Prove that a diameter \(AB\) of a circle bisects every chord that is parallel to the tangent at \(A\).
Bisected.
Step 1: Draw a circle with center \(O\). Mark a point \(A\) on the circle.
Step 2: Draw the diameter \(AB\) of the circle, passing through \(A\) and the center \(O\).
Step 3: At point \(A\), draw a tangent to the circle. By definition, a tangent touches the circle at exactly one point.
Step 4: From geometry, the tangent at \(A\) is always perpendicular to the radius \(OA\).
Step 5: Now, draw a chord (say \(CD\)) of the circle such that it is parallel to the tangent at \(A\).

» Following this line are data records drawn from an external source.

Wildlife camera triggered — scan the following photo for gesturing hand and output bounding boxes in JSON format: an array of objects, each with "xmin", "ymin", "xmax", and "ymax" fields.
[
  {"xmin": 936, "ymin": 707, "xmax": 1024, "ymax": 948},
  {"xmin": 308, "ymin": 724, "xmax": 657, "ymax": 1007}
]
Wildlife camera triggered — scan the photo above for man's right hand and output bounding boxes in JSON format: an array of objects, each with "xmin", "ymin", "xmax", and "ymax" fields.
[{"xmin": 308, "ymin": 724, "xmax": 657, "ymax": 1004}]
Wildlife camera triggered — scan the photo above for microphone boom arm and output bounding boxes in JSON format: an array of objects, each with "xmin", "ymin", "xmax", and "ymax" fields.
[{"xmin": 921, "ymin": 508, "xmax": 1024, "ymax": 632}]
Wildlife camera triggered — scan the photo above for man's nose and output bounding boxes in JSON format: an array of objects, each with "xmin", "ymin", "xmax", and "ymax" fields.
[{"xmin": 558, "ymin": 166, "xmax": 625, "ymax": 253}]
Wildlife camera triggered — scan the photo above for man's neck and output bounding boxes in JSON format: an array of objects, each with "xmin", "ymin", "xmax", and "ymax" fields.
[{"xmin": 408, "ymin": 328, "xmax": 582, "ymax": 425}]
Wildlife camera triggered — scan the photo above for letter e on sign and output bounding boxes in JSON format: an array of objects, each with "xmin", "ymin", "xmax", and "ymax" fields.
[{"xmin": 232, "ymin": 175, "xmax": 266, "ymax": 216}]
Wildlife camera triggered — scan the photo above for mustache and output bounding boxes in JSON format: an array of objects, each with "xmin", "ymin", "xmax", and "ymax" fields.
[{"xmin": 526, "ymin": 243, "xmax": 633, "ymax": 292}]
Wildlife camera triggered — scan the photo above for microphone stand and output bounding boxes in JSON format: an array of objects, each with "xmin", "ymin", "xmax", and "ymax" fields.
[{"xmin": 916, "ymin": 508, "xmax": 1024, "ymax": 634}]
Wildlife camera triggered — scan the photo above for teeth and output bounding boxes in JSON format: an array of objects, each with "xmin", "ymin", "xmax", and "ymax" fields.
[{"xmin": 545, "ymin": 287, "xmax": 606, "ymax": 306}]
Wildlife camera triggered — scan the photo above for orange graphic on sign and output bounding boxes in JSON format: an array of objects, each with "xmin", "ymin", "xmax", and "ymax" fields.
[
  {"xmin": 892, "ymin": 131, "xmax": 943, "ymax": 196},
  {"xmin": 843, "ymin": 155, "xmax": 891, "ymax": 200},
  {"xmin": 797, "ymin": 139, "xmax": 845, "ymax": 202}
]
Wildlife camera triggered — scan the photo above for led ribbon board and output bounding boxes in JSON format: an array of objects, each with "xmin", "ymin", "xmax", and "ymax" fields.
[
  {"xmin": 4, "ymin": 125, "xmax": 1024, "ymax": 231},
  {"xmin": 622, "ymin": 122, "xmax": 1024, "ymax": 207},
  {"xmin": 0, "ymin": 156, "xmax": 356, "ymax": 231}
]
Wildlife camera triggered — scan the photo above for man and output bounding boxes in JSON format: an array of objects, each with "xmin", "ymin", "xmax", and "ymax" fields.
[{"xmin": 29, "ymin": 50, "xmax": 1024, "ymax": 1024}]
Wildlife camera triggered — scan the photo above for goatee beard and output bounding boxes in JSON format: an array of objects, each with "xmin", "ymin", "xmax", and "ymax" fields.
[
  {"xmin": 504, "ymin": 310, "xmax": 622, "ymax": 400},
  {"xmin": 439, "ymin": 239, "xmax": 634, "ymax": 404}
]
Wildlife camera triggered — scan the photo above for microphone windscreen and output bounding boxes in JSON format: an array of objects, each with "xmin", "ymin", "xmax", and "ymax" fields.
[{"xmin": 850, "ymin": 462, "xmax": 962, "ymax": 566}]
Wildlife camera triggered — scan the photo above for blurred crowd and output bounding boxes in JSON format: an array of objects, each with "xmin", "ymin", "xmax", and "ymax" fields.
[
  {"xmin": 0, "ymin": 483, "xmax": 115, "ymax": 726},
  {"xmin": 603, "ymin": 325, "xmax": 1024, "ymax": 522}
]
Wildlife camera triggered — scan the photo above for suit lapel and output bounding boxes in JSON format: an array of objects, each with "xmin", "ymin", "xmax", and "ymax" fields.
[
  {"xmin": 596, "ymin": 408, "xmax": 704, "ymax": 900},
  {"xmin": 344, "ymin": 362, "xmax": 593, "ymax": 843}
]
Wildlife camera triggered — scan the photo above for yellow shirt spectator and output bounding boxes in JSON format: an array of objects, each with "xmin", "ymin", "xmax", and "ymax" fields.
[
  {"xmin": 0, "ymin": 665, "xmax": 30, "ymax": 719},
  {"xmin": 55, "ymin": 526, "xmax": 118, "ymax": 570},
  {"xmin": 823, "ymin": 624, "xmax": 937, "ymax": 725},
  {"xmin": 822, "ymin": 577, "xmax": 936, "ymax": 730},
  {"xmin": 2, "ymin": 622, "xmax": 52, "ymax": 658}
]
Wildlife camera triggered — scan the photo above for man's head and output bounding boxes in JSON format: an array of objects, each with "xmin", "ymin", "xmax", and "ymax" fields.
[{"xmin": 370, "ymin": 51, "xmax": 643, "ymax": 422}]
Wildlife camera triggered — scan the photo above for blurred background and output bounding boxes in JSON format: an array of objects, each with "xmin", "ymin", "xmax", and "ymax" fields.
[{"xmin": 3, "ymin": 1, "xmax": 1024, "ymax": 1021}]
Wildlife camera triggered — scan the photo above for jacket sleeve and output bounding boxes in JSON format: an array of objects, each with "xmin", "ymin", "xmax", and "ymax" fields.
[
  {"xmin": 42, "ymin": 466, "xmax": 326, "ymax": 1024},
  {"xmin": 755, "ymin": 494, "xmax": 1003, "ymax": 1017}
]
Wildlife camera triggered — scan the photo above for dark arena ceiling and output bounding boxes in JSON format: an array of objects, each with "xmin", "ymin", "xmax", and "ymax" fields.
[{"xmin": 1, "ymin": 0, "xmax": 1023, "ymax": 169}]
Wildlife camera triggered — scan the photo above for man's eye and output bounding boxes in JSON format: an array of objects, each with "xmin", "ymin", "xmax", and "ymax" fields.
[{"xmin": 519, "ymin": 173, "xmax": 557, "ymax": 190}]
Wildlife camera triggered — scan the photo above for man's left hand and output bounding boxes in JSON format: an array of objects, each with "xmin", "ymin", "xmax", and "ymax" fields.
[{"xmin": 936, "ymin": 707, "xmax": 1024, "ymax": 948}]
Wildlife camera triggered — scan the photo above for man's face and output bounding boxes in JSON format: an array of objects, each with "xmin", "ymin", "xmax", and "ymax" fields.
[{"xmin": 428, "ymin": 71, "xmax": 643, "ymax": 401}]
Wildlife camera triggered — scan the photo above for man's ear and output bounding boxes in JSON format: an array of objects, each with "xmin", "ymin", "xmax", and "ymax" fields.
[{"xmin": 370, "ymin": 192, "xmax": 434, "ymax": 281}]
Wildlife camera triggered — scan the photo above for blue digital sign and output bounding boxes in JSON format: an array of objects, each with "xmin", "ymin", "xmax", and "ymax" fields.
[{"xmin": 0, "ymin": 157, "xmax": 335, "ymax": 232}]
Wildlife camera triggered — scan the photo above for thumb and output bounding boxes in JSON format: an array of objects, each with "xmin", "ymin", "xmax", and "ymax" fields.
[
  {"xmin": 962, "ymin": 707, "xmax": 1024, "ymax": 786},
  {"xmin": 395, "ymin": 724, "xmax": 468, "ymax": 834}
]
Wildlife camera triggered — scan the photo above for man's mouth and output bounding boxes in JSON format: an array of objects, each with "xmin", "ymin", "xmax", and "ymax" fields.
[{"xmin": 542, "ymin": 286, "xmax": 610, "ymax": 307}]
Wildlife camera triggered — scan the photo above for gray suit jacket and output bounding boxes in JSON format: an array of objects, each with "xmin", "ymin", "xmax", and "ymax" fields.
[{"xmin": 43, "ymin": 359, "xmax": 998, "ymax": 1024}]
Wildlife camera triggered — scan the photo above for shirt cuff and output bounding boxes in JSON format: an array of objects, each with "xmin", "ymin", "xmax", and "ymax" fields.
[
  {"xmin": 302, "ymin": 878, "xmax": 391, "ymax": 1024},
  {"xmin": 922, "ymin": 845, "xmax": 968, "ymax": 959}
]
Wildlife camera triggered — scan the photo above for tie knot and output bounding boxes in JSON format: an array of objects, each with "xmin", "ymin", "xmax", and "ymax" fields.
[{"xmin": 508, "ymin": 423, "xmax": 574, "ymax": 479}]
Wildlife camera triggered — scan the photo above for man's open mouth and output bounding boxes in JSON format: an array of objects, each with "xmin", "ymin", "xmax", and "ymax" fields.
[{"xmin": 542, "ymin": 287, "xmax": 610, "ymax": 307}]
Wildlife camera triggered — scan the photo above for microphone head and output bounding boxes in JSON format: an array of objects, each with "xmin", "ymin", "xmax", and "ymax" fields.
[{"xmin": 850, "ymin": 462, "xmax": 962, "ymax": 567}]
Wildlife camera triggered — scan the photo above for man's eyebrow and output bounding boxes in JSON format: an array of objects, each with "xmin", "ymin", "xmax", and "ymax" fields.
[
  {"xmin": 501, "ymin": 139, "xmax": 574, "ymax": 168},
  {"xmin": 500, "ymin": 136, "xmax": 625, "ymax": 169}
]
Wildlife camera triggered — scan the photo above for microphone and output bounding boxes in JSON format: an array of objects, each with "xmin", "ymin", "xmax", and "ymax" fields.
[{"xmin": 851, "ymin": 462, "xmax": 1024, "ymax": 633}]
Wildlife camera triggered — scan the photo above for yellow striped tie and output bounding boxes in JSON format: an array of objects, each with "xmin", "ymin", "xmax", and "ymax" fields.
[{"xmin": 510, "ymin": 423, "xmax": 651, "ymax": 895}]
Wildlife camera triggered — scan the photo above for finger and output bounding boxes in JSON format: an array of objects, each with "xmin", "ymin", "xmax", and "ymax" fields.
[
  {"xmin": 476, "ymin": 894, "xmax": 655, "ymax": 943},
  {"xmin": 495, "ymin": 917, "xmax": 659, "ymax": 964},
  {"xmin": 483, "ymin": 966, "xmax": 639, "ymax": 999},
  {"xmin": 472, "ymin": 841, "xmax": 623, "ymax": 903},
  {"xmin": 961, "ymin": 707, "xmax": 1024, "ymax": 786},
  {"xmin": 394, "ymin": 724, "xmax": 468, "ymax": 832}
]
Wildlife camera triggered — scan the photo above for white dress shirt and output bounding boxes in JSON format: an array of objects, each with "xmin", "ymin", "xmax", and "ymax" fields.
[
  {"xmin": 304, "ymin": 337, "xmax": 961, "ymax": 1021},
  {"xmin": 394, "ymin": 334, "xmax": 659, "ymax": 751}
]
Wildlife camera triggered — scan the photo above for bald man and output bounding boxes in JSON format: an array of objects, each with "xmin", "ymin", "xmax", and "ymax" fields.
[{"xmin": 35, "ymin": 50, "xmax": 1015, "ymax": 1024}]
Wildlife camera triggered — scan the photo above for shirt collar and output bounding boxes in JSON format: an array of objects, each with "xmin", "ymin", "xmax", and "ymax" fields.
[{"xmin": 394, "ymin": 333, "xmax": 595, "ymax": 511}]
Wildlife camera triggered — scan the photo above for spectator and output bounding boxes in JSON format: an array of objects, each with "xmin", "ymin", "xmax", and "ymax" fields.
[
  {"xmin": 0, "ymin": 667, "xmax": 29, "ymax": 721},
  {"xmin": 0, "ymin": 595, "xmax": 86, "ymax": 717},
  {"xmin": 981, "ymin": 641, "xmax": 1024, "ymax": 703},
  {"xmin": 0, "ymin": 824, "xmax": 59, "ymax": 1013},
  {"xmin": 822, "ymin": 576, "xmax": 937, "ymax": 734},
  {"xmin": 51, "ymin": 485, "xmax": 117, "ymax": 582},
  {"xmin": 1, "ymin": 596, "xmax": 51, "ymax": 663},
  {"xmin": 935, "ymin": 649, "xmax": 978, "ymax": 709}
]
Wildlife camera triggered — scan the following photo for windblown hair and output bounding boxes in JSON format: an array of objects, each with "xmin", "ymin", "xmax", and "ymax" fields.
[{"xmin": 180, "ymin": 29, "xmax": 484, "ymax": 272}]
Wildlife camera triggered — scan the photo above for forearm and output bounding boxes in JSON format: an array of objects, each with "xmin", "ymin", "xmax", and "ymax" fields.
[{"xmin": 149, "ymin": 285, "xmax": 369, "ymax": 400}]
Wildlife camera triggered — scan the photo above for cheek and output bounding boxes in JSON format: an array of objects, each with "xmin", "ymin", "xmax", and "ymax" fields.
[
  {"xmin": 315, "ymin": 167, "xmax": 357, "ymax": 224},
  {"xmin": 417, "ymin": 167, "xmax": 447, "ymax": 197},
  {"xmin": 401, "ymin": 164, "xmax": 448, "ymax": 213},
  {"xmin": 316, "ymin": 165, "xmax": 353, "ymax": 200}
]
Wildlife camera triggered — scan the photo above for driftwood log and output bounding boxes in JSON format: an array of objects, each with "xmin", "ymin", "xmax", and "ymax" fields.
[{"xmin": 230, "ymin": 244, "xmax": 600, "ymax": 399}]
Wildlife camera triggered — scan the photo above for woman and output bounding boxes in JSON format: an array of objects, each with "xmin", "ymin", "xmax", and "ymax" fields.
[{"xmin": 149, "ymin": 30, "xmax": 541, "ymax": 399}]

Step 6: Since \(CD\) is parallel to the tangent at \(A\), and the tangent is perpendicular to \(OA\), this means \(CD\) is also perpendicular to \(OA\).
Step 7: In circle geometry, a radius (or diameter) that is perpendicular to a chord always bisects the chord. That is, it divides the chord into two equal parts.
Step 8: Here, \(OA\) (or the diameter \(AB\)) is perpendicular to chord \(CD\). Therefore, diameter \(AB\) must pass through the midpoint of \(CD\).
Final Conclusion: Thus, the diameter \(AB\) bisects every chord of the circle that is parallel to the tangent at \(A\).